Struggling a bit here with the last part of my build puzzle. Specifically getting a good seal between the nose cone and the rest of the housing on an under board build. Tried a bunch of design iterations. My first path was designing custom fitted gaskets in foaming TPU but they don’t seem to great good surface seals. Next up was gasket maker, but imperfections on facing surfaces seem to let water in. The closest I’ve gotten is gasket maker surfaces with an EVA gasket. EVA on its own wasn’t great either.
Anyone have any tips or insight here? Everything else works great and this is the last part of the puzzle that I’m having a hard time finding a good solution for.
Try to go for an O-Ring. Compression of the ring (counts also for surface seals) should be between 20% to 30%. And you need to give it space sideways to compensate for the compression.
Anyway you go (surface seeling vs. o-ring), you will need to make sure that the surface is not too rough, in case you are thinking of 3D printing. Chances are that when you reach the allowed surface roughness your already tested seals will also work.
The allowed surface roughness for o-rings is also defined in figures under the link below.
Interesting for you might be 2.2.2 with figure 2.6:
(In case you are german, the figures on the german page are larger)
Wow. Awesome. Thank you. Another corner of knowledge exposed through this build
Somehow missed that post on that other thread too. So I’m now re-ingesting that thread.
My initial hopes were that: I could coat mating surfaces with a flexible albeit sealing material. Such as gasket maker or similar. Allowing the liquid state to flow into and seal gaps, and then compression between flexible surfaces would seal by nature of their flexibility. Didn’t seem to be the case unfortunately. It seems the materials don’t flex enough on a broader surface (as compare to a concentrated o-ring area).
There is something to be said though about combing a thin amount of flexible sealant with a super flexible flat surface gasket made of something like EVA. Still seeing some ingress, but not sure it’s from this “seal”. Running a few more tests. Fun to learn and being patient on this build before taking it out on the water.
The EVA has worked for my system on the parts that don’t come apart the main housing, with the silicone oring for the cone/battery cover i found the eva was not the best for a repeated compressions.
When you coat mating surfaces with soft material you introduce a problem. Due to both surfaces becoming soft they can not build up enough pressure between them to keep water out.
You can coat those surfaces with some hard coating and then sand them to get smooth surfaces. Then put one sealing between those surfaces.

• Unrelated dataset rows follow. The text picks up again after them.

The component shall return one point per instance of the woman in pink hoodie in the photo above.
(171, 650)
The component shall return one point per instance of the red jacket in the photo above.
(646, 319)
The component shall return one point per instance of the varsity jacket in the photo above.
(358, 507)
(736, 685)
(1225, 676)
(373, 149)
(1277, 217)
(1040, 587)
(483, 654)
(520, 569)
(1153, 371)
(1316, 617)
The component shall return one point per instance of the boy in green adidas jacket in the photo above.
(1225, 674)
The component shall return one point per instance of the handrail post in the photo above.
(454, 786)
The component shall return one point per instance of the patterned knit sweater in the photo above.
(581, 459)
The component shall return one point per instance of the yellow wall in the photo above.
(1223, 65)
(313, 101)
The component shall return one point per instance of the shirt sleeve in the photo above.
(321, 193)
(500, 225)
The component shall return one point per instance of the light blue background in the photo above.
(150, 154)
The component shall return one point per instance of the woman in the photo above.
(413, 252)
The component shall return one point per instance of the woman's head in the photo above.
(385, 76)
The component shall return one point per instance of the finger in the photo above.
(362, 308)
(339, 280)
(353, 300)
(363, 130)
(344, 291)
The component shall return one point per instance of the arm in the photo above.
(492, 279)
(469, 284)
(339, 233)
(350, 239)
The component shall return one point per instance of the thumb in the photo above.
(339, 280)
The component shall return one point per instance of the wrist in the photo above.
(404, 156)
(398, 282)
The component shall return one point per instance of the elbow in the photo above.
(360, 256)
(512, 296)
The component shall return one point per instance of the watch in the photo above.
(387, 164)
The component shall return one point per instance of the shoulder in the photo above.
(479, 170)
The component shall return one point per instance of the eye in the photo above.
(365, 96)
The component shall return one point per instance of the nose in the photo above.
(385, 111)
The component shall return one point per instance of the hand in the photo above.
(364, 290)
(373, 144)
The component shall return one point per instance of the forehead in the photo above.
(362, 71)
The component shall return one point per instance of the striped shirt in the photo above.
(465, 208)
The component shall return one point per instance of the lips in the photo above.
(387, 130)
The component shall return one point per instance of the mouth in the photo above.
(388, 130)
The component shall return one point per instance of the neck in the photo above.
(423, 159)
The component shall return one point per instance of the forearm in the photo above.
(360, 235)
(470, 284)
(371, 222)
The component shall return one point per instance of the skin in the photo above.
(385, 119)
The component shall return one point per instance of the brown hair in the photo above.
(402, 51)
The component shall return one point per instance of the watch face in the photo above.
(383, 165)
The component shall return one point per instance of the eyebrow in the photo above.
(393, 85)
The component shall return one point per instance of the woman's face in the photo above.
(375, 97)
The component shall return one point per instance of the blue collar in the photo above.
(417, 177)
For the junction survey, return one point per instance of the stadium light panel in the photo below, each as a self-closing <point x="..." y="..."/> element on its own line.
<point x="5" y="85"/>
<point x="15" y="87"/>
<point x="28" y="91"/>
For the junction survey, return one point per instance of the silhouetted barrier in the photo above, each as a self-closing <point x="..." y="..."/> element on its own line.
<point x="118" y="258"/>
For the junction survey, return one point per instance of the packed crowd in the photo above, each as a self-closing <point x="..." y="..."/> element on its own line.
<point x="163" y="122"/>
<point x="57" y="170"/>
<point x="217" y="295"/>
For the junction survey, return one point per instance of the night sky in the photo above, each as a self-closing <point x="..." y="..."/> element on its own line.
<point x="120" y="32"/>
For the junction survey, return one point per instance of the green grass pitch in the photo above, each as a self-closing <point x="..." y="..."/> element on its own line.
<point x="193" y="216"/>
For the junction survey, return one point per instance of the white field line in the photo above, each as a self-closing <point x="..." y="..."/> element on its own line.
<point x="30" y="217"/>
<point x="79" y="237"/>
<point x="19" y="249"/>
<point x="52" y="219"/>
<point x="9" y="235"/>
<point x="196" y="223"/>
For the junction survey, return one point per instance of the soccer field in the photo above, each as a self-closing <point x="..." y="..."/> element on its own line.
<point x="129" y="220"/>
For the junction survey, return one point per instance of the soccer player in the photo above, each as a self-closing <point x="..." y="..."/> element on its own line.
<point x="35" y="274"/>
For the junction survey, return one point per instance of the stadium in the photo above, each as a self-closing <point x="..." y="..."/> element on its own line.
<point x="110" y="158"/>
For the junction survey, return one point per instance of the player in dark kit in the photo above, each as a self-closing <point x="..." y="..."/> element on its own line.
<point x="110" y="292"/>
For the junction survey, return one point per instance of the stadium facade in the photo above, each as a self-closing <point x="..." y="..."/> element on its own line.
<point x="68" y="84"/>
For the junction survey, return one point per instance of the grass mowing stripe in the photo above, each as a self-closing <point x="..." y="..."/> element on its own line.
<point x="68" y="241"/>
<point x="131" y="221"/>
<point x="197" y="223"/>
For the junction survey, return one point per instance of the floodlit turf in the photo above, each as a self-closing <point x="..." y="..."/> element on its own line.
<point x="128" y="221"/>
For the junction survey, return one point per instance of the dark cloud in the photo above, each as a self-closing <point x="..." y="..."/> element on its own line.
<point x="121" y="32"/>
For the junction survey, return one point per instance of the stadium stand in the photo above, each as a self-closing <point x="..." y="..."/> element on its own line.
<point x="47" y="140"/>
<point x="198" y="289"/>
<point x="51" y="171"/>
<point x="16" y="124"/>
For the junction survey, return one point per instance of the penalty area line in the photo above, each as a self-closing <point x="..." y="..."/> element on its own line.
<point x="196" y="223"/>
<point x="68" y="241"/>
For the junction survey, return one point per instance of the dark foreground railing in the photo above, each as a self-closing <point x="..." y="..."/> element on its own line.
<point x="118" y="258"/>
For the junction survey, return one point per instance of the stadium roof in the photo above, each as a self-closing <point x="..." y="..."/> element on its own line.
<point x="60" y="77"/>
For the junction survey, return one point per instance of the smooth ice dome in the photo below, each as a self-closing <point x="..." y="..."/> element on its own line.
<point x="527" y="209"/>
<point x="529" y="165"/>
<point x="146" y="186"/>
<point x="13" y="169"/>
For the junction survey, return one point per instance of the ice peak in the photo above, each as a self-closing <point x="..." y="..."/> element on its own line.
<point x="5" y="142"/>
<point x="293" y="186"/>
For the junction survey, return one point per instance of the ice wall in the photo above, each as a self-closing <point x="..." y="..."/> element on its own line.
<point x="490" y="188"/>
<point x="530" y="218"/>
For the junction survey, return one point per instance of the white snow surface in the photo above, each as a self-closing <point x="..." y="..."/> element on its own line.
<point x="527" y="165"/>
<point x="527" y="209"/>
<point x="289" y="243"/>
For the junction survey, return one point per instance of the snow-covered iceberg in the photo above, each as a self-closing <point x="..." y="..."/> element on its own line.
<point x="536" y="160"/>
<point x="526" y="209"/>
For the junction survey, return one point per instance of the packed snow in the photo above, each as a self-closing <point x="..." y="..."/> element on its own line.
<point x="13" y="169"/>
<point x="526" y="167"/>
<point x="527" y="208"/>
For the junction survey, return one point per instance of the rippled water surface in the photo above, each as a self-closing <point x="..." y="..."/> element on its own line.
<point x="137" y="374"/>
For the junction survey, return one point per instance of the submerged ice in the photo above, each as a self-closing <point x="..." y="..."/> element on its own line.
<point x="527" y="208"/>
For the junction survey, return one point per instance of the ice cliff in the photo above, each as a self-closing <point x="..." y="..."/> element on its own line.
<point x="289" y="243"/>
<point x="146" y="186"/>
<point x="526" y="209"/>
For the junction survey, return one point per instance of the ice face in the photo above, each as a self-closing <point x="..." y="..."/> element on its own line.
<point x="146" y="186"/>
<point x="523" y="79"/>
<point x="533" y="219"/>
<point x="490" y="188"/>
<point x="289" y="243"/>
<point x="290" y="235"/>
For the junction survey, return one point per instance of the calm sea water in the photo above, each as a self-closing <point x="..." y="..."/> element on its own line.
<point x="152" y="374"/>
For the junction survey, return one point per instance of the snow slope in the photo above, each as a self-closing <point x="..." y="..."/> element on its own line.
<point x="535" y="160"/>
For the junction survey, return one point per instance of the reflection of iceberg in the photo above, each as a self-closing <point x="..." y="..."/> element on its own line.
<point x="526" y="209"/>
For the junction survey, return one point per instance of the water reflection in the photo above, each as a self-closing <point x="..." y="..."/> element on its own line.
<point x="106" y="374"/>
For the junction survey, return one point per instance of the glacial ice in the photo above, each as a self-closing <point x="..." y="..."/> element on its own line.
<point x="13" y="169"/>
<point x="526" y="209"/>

The softer the sealing material the more imperfections in the surface is acceptable, but the less water pressure it can hold. As we are using it for our foil assists only, we should get away with low pressure seals. Max. 1,5 m deep into water in worst case (if at all) and no direct spray or water flow on seals.
For surface seals and o rings try EPDM or silicon in different shore grades.
Regarding water proofing 3D prints I will use Dichtol (kind of expensive), because it creeps into the structure. Epoxy stays only on the surface.